Nasir Zubairi (LHoFT): Luxembourg’s role at the heart of fintech innovation
Luxembourg House of Financial Technology CEO Nasir Zubairi says fintech innovation will be sent into overdrive by competition between US and Chinese digital giants. It’s an environment in which Luxembourg can attract the sector’s brightest start-up entrepreneurs.
What is on your agenda, 12 months after your arrival?
NZ: The inauguration of our new offices at the Dôme is coming up in March 2018, but my main focus today is to put all the ongoing noise about fintech into sharp focus. Fortunately, the financial industry has now assimilated how important fintech is and grasped the scale of its impact on the Luxembourg economy. Initiatives like FundsDLT or Infrachain in the blockchain sector also demonstrate how quickly Luxembourg can turn ideas into innovation by leveraging its unrivalled ecosystem of expertise. A lot of very interesting developments are taking place as the Grand Duchy expands the scope and depth of its international connections, particularly in Asia and on the US West Coast. This coming year we will focus, amongst other initiatives, on practical education that can add value to traditional institutions and start-ups alike, by helping them to develop their innovation and partnership capabilities.
« Luxembourg has all the ingredients to become a real international FinTech centre»
What will be the impact of new players on the fintech industry?

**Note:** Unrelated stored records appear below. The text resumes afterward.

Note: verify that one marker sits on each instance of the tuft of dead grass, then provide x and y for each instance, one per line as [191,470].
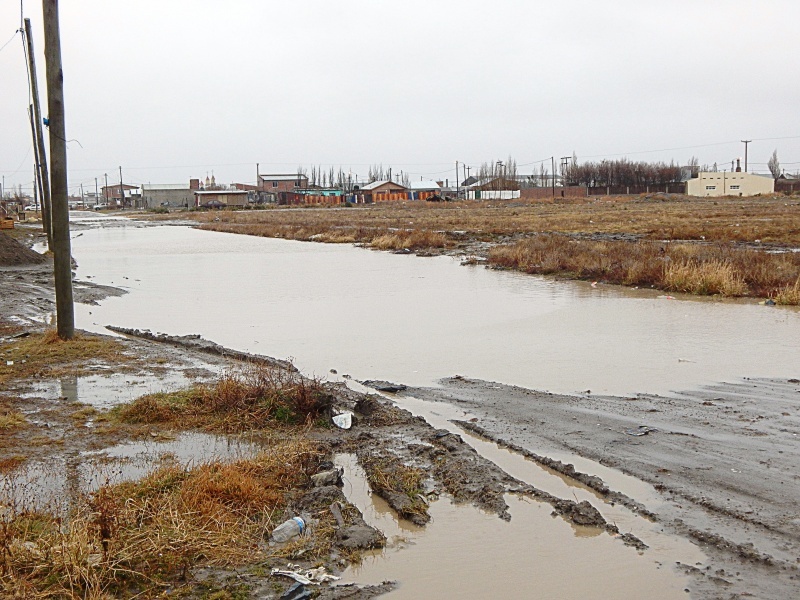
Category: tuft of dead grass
[788,295]
[410,240]
[257,397]
[399,484]
[138,537]
[722,269]
[11,420]
[704,278]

NZ: The biggest challenge and, potentially, opportunity to the financial services ecosystem are the so-called GAFA companies: Google, Amazon, Facebook and Apple. Companies like Amazon have REAL customer loyalty and represent about 25% of e-commerce. I see an even greater potential impact from Chinese players who have no legacy and therefore experience less constraints on the ability to innovate. The West Coast and Asia will continue to leapfrog each other. Do you remember in the 1990s, when Europeans had compact Ericsson and Nokia mobile phones while Americans were still carrying around devices the size of a brick? This gap existed because the US market had a legacy in mobile phones, and was therefore slower to innovate by developing smaller devices. Two decades later, all users worldwide have the same high tech. We can expect the same dynamic in fintech as Alibaba and WeChat stimulate the GAFA behemoths and vice versa.
Which trends do you see emerging in the sector?
NZ: Significant developments are already taking shape. In Luxembourg, Payconiq’s acquisition of Digicash will enable this ‘made in Luxembourg’ technology to reach a much broader market. Elsewhere, BNP Paribas has paid an estimated €200m for Financière des Paiements Electroniques, the start-up with an e-money licence behind the Compte-Nickel app, through which clients can open an account and get a credit card at a French tobacco vendor. It might not have all the functions of a bank, but a new Compte-Nickel account is opened every 30 seconds - people have clearly found what they are looking for in these ‘non-bank banks’. Luxembourg, as H.E. Pierre Gramegna recently noted, is a AAA home for start-ups, with the ability to position itself at the cutting edge of fintech innovation and attract the brightest entrepreneurs. Luxembourg has all the ingredients to become a real international FinTech centre. The culture is changing rapidly. Luxembourg has a history of agility and can transform itself faster than others.